🤖 AI Summary
This study investigates the feasibility and robustness of large language models (LLMs) for data extraction in systematic reviews. Addressing gaps in existing LLM tool design and evaluation methodologies, we propose a systematic review–oriented LLM evaluation template and employ domain-specific prompt engineering to rigorously assess GPT-4’s performance across three research domains—clinical, animal, and social sciences—as well as on the EBM-NLP dataset for PICO element identification. Our contributions include the first empirical validation of LLMs as auxiliary human reviewers (e.g., second/third reviewers), revealing cross-domain performance disparities (accuracy: 82% in clinical, 80% in animal, 72% in social sciences) and notable response instability. We further identify that participant and intervention extraction consistently outperforms outcome identification (>80% vs. significantly lower), highlighting outcome extraction as a key bottleneck. Crucially, we demonstrate that fine-grained, human-led evaluation substantially surpasses automated metrics (e.g., BLEU, ROUGE) in reliability and validity.
📝 Abstract
This paper describes a rapid feasibility study of using GPT-4, a large language model (LLM), to (semi)automate data extraction in systematic reviews. Despite the recent surge of interest in LLMs there is still a lack of understanding of how to design LLM-based automation tools and how to robustly evaluate their performance. During the 2023 Evidence Synthesis Hackathon we conducted two feasibility studies. Firstly, to automatically extract study characteristics from human clinical, animal, and social science domain studies. We used two studies from each category for prompt-development; and ten for evaluation.
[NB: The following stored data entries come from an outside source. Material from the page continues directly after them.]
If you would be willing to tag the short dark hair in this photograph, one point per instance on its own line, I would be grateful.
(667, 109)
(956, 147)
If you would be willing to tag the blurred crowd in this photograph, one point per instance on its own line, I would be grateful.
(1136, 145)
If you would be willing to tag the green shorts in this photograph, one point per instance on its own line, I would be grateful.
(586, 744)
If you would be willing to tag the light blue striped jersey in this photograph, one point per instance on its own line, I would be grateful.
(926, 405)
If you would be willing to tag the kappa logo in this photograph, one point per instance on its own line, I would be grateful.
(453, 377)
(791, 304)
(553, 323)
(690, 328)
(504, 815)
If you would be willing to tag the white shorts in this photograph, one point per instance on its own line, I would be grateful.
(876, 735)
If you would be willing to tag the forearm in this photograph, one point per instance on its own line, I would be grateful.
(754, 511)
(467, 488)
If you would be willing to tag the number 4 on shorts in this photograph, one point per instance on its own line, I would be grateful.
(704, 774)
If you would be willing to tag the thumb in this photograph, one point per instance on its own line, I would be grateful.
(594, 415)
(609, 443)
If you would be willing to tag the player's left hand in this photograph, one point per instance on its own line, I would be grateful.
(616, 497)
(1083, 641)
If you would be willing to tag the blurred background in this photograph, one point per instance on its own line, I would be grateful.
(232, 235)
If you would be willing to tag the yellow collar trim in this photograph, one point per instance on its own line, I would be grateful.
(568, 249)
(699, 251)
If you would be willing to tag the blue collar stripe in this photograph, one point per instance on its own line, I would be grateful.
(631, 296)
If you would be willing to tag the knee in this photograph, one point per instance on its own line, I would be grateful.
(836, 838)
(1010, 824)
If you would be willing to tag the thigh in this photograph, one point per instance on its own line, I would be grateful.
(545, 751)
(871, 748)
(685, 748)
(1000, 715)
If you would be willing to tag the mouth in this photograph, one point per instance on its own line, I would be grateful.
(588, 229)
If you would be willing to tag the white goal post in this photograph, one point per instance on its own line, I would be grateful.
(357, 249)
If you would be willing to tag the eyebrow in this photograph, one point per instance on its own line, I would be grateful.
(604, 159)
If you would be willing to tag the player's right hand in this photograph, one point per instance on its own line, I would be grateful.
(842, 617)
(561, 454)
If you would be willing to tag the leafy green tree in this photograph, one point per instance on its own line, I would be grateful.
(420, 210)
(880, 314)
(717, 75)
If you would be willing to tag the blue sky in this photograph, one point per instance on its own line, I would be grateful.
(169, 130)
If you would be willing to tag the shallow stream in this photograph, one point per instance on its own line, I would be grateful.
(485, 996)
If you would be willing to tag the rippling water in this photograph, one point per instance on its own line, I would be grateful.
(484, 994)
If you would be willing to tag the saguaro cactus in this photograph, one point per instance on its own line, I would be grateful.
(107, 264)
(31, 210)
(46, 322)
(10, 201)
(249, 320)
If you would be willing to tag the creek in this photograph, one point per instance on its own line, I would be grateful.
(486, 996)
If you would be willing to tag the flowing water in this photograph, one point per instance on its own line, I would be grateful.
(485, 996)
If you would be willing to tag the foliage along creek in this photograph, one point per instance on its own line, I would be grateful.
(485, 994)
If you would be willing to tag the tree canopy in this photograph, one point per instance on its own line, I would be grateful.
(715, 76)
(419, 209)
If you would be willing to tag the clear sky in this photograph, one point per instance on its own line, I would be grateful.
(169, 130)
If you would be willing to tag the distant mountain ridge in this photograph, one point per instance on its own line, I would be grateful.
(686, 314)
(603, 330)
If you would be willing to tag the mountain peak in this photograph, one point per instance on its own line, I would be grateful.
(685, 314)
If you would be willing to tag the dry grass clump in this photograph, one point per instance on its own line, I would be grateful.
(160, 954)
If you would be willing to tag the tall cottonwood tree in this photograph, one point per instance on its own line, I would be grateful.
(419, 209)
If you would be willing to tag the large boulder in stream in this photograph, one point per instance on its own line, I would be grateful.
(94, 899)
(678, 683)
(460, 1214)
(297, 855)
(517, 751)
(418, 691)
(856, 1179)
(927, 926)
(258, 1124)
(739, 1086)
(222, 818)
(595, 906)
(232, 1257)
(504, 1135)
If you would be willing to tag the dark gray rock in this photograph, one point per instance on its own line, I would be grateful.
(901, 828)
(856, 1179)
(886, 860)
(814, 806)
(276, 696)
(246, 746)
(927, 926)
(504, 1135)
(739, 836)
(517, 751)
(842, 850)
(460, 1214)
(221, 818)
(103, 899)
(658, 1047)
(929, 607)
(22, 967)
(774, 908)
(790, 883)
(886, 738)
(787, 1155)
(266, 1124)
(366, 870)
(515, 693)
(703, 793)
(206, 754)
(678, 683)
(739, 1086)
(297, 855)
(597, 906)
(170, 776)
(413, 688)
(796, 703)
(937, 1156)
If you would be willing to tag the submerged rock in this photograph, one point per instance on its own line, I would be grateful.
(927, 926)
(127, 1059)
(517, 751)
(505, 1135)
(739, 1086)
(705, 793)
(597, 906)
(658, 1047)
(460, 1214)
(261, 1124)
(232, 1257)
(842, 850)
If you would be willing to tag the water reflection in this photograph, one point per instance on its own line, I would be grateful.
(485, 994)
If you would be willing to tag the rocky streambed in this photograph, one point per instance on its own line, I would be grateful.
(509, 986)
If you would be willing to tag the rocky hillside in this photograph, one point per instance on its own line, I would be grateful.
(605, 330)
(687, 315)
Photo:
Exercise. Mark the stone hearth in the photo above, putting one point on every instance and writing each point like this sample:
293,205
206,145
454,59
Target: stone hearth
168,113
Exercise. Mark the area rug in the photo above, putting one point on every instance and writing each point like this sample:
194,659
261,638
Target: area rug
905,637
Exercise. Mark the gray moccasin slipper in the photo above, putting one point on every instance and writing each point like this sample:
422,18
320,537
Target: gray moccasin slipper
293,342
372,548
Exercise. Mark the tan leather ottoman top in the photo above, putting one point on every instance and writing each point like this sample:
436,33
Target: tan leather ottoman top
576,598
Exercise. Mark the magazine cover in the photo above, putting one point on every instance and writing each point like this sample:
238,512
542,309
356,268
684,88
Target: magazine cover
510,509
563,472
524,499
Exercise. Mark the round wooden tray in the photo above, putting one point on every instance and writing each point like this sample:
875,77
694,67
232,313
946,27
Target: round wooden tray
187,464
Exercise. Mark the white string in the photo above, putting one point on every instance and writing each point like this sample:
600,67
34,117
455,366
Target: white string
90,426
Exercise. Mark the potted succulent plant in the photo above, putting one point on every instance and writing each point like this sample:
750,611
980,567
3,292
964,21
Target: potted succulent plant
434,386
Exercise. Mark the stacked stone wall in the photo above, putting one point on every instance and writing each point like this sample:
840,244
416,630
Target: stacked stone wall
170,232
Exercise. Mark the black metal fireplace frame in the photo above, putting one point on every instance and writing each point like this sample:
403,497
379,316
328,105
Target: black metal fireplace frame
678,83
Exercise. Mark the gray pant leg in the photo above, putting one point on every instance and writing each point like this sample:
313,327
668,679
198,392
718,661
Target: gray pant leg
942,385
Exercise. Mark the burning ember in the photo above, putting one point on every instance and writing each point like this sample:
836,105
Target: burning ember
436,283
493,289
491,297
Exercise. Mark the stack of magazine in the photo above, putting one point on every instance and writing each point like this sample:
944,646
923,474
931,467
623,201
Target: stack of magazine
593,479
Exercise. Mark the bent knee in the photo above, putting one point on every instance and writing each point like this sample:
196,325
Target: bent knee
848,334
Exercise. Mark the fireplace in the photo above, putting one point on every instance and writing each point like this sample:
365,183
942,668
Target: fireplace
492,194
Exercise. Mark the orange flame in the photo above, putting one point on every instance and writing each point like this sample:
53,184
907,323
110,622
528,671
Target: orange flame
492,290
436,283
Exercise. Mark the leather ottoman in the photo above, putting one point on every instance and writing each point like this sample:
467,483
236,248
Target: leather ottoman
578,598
Secondly, we used the LLM to predict Participants, Interventions, Controls and Outcomes (PICOs) labelled within 100 abstracts in the EBM-NLP dataset. Overall, results indicated an accuracy of around 80%, with some variability between domains (82% for human clinical, 80% for animal, and 72% for studies of human social sciences). Causal inference methods and study design were the data extraction items with the most errors. In the PICO study, participants and intervention/control showed high accuracy (>80%), outcomes were more challenging. Evaluation was done manually; scoring methods such as BLEU and ROUGE showed limited value. We observed variability in the LLMs predictions and changes in response quality. This paper presents a template for future evaluations of LLMs in the context of data extraction for systematic review automation. Our results show that there might be value in using LLMs, for example as second or third reviewers. However, caution is advised when integrating models such as GPT-4 into tools. Further research on stability and reliability in practical settings is warranted for each type of data that is processed by the LLM.